UniSA Clinical and Health Sciences, University of South Australia, Frome Road, Adelaide, SA, Australia.
Department of Pharmacy, Royal Adelaide Hospital, Port Road, Adelaide, SA, Australia.
Drugs Aging. 2020 Oct;37(10):767-776. doi: 10.1007/s40266-020-00794-7.
Polypharmacy has been associated with increased mortality but the contribution of different medication-related factors to this is unknown.
The aim of this study was to identify demographic and medication-related predictors of mortality in the older population. Given the intrinsic link between polypharmacy and multimorbidity, the secondary aim was to examine if the medicines or underlying diseases predicted mortality.
Patients aged ≥ 65 years from an outpatient multimorbidity clinic were included. Medication-related factors included the medicines count, high-risk medicines, inappropriate medicines duplication, and potential drug-drug and drug-disease interactions. Logistic regression was used to identify mortality predictors within a year of clinic discharge from the outpatient clinic. Patients attend the clinic until medications and comorbidity management have been optimised, at which point they are discharged from the clinic, and their General Practitioner provides ongoing care.
A total of 584 patients were included (median age 80.0 years) and 9.9% (n = 58) died within a year of discharge. Demographics, namely age (adjusted odds ratio [aOR] 1.05; 95% CI 1.01-1.09; p = 0.018) and being male (aOR 5.10; 95% CI 2.63-9.88; p < 0.001); chronic disease, namely heart failure (aOR 3.36; 95% CI 1.78-6.35; p < 0.001); and medication-related factors, namely the number of sedative and anticholinergic medicines (aOR 1.66; 95% CI 1.19-2.33; p = 0.003) predicted mortality in the study population.

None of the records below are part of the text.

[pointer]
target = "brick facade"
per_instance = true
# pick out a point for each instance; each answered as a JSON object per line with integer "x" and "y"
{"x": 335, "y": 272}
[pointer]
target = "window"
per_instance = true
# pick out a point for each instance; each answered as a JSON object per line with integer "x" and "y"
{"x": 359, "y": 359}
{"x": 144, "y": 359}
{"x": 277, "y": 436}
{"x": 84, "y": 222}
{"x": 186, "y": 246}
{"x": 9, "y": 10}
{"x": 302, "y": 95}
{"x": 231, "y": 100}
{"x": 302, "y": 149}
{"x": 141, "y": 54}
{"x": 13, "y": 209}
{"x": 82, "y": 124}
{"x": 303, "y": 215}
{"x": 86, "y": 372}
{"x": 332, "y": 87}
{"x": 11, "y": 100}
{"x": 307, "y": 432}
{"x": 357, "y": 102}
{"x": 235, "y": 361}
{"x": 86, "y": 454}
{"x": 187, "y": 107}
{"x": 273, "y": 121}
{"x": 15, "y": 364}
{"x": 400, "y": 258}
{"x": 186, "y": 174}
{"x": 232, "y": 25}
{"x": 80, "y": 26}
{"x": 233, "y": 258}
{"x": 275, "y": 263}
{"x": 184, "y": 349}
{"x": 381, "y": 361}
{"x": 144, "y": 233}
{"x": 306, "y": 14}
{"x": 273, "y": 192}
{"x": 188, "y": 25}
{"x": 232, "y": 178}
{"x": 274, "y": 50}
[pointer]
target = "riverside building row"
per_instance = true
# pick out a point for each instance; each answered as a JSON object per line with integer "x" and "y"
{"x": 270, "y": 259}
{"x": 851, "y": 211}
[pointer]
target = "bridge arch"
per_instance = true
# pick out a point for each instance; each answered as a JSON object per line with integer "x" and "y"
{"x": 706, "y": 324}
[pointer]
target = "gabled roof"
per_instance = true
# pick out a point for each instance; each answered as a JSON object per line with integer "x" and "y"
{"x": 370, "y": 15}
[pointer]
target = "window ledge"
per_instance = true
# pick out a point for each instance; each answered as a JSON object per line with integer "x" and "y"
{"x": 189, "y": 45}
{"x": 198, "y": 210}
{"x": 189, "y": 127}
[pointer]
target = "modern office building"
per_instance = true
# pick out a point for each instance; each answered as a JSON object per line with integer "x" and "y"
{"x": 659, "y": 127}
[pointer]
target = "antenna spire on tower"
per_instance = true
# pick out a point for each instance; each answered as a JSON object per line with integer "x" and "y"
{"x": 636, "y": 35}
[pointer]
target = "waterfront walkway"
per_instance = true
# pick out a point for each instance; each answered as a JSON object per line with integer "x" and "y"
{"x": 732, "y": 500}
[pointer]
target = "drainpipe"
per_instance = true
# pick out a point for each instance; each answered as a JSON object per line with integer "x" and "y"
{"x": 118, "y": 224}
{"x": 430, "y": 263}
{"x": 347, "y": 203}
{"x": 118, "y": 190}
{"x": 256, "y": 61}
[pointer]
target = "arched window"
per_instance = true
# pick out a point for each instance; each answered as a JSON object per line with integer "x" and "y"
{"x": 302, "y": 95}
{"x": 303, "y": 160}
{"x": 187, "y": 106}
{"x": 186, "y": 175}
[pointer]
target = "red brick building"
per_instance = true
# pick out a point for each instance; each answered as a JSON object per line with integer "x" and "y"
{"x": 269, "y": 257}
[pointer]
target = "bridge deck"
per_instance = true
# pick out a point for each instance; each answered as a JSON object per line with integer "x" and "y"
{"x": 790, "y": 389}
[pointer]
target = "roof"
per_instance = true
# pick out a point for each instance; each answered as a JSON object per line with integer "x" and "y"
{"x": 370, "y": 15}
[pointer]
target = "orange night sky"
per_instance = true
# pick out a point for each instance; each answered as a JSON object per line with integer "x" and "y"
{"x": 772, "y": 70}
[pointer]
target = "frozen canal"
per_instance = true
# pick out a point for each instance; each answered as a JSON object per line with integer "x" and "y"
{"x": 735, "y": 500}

Whilst polypharmacy has been defined using the number of medicines in the literature, a combination of demographics, chronic disease and medications predicted mortality in our study. This provides guidance for the development of future tools and guidelines regarding the inclusion of key factors for identifying high-risk patients at risk of adverse health outcomes such as mortality.
多种药物治疗与死亡率增加有关,但不同药物相关因素对此的贡献尚不清楚。
本研究旨在确定老年人群中与死亡率相关的人口统计学和药物相关预测因素。鉴于多种药物治疗与多种疾病之间的内在联系,次要目的是检查药物或潜在疾病是否可以预测死亡率。
纳入了来自门诊多病种诊所的年龄≥65 岁的患者。药物相关因素包括药物数量、高危药物、不适当的药物重复使用以及潜在的药物-药物和药物-疾病相互作用。使用逻辑回归确定门诊诊所出院后一年内的死亡率预测因素。患者在门诊接受治疗,直到药物和合并症管理得到优化,此时他们从诊所出院,他们的全科医生提供持续护理。
共纳入 584 例患者(中位年龄 80.0 岁),9.9%(n=58)在出院后一年内死亡。人口统计学因素,即年龄(调整后的优势比[aOR] 1.05;95%置信区间[CI] 1.01-1.09;p=0.018)和男性(aOR 5.10;95%CI 2.63-9.88;p<0.001);慢性疾病,即心力衰竭(aOR 3.36;95%CI 1.78-6.35;p<0.001);以及药物相关因素,即镇静剂和抗胆碱能药物的数量(aOR 1.66;95%CI 1.19-2.33;p=0.003),预测了研究人群的死亡率。
虽然文献中已经使用药物数量来定义多种药物治疗,但在我们的研究中,人口统计学因素、慢性疾病和药物联合预测了死亡率。这为开发未来的工具和指南提供了指导,以确定具有不良健康结局(如死亡率)风险的高危患者的关键因素。